Bitcoin (BTC) gained a lot of attention on Friday of last week as the price surged from $44k to $48k in a few hours. The move was both fundamentally and technically backed and looks set to hold.
Crypto had sold off in recent weeks after fear of China banning these currencies. But two things happened that helped the Bitcoin price rise. Firstly, Venezuela released their digital currency, the digital bolivar (CBDC), which they had previously announced in August. Analysts believe the CBDC could be a temporary solution for the country, which is facing hyperinflation.
The second reason that helped the price rise was clarification from the US about their plans on regulations. After China had recently came out and banned Bitcoin, the US took the opposite stance. Fed chairman Jerome Powell was asked if he planned to “ban or limit the use of cryptocurrencies.” Powell’s answer was a resounding “no.” This clarification helped buyers step in and will help momentum for a further move up.

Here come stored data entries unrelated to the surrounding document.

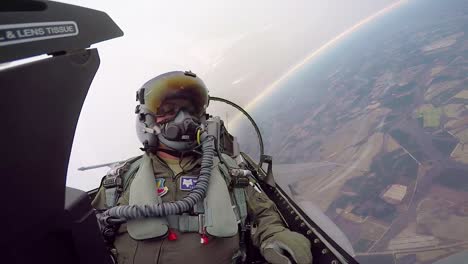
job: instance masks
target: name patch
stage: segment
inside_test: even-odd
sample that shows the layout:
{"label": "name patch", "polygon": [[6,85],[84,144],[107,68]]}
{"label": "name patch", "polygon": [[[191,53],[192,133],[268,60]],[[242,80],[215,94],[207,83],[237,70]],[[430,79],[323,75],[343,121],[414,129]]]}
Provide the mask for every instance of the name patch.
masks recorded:
{"label": "name patch", "polygon": [[195,184],[197,184],[198,177],[195,176],[182,176],[180,177],[179,189],[181,191],[191,191]]}

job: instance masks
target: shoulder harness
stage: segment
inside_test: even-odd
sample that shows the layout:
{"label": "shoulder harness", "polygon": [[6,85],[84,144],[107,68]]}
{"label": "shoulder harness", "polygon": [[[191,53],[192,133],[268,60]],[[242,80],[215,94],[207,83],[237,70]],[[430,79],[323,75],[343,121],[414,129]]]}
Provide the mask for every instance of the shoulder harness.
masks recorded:
{"label": "shoulder harness", "polygon": [[[230,196],[232,204],[241,228],[244,227],[247,219],[247,201],[245,196],[244,188],[248,186],[248,179],[244,180],[241,177],[233,176],[230,173],[230,168],[238,168],[236,162],[226,154],[222,154],[223,162],[219,162],[217,165],[219,171],[226,180],[226,184],[230,189]],[[142,156],[130,158],[126,161],[115,164],[104,177],[102,186],[105,189],[106,196],[106,207],[111,208],[117,205],[117,202],[122,193],[128,188],[131,183],[132,176],[138,171]],[[205,213],[204,203],[197,204],[194,208],[194,212],[203,214]],[[171,221],[170,221],[171,222]],[[183,221],[186,222],[186,221]],[[193,221],[189,221],[193,222]],[[198,222],[198,221],[197,221]],[[193,227],[182,226],[182,229],[186,231],[195,231],[199,228],[199,224],[194,225],[193,223],[186,224]],[[196,226],[196,228],[195,228]],[[181,228],[181,226],[179,226]],[[192,230],[194,229],[194,230]]]}
{"label": "shoulder harness", "polygon": [[[104,187],[105,192],[106,192],[106,207],[107,208],[114,207],[117,204],[117,201],[119,200],[120,195],[124,191],[125,185],[128,184],[128,179],[124,179],[124,175],[130,176],[138,170],[139,162],[136,162],[136,161],[140,160],[141,157],[142,156],[140,155],[140,156],[133,157],[126,161],[115,164],[107,172],[106,176],[104,176],[102,187]],[[137,163],[137,164],[134,164],[134,163]],[[130,173],[127,173],[127,172],[130,172]]]}

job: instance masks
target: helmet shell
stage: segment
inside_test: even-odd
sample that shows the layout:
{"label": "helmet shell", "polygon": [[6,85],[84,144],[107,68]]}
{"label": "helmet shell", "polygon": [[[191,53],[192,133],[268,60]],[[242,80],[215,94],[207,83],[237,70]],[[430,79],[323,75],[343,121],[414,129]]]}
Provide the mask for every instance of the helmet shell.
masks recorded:
{"label": "helmet shell", "polygon": [[186,99],[195,107],[195,115],[202,116],[208,107],[208,89],[192,72],[173,71],[147,81],[138,92],[140,104],[153,114],[167,99]]}

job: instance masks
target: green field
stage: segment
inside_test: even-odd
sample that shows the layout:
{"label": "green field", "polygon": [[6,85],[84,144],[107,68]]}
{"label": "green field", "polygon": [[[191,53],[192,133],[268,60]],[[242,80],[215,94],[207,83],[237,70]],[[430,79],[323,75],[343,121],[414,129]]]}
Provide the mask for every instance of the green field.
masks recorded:
{"label": "green field", "polygon": [[425,107],[418,111],[418,118],[423,119],[423,126],[427,127],[439,127],[440,116],[442,115],[441,108]]}

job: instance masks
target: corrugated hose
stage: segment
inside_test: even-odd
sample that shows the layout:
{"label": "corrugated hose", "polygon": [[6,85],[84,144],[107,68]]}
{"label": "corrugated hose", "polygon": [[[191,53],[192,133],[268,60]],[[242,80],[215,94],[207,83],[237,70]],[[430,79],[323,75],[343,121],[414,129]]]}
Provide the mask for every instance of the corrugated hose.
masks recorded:
{"label": "corrugated hose", "polygon": [[174,202],[112,207],[97,215],[99,222],[102,224],[119,224],[132,219],[181,214],[192,209],[196,203],[206,196],[216,151],[213,136],[208,136],[204,132],[200,138],[202,149],[200,175],[194,188],[184,198]]}

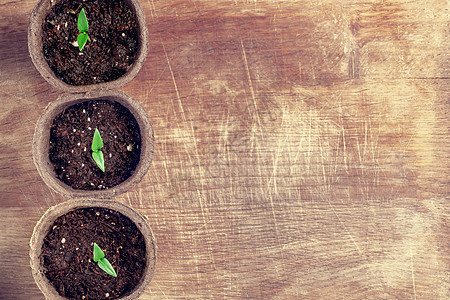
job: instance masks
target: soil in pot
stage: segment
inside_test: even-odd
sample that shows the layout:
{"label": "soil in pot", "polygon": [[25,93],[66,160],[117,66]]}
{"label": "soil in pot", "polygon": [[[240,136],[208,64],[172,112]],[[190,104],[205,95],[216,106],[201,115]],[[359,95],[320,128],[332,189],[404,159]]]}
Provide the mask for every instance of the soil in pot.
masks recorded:
{"label": "soil in pot", "polygon": [[[97,243],[117,272],[93,261]],[[133,222],[105,208],[80,208],[59,217],[44,238],[44,274],[69,299],[115,299],[131,292],[145,271],[145,241]]]}
{"label": "soil in pot", "polygon": [[[92,158],[92,139],[100,131],[103,172]],[[140,159],[141,136],[136,119],[121,104],[89,100],[68,107],[50,129],[49,159],[57,178],[76,190],[116,186],[132,175]]]}
{"label": "soil in pot", "polygon": [[[91,41],[80,51],[76,41],[82,8]],[[136,16],[124,0],[62,0],[52,7],[42,30],[49,67],[70,85],[118,79],[131,67],[138,50]]]}

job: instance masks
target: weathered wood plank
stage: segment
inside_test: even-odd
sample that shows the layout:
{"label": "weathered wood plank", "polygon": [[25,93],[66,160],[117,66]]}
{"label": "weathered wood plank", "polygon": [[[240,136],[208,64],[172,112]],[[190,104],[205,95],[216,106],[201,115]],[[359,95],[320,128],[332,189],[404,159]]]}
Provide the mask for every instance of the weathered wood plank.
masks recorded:
{"label": "weathered wood plank", "polygon": [[[59,91],[35,1],[0,4],[0,298],[41,299],[28,240],[67,199],[35,170]],[[147,61],[120,90],[155,131],[143,181],[158,267],[143,299],[448,299],[446,1],[142,1]],[[20,280],[19,280],[20,278]]]}

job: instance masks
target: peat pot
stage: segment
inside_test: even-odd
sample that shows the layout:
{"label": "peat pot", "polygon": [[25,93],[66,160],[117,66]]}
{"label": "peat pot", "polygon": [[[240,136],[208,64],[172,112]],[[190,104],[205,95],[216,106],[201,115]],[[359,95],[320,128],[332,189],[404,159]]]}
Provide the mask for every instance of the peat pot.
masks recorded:
{"label": "peat pot", "polygon": [[[93,261],[94,243],[117,277]],[[46,299],[137,299],[156,265],[146,220],[116,201],[75,199],[49,208],[34,228],[30,247],[32,274]]]}
{"label": "peat pot", "polygon": [[[105,171],[93,159],[95,130]],[[69,198],[112,198],[142,180],[154,151],[145,109],[119,91],[66,94],[51,102],[35,128],[33,159],[44,182]]]}
{"label": "peat pot", "polygon": [[[46,81],[79,93],[117,88],[137,75],[148,50],[145,16],[138,0],[120,1],[39,0],[29,19],[28,50]],[[81,8],[90,39],[79,50]]]}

Technicals also helped the move up as the news helped the price break a heavy trend line (white line on chart). Trend lines often act as support or resistance for securities. The price has held $47k as support since the move up, but hasn’t found support above $49k.
For the upcoming days, a test of $50k, and ideally support at this price, would help Bitcoin and crypto gear up for another strong run. Getting above recent highs of $52.9k (top of trend line) is another target for the price.
Crypto as a whole sustained nice moved when Bitcoin rose. Ethereum (ETH) is up 10.5% since the move, whilst Cardano (ADA) is only up 3% after initially making 9.5%. It looks like this move for crypto benefitted the two largest cryptos, BTC and ETH, more than it had benefitted alt-coins such as ADA, DOGE and XRP.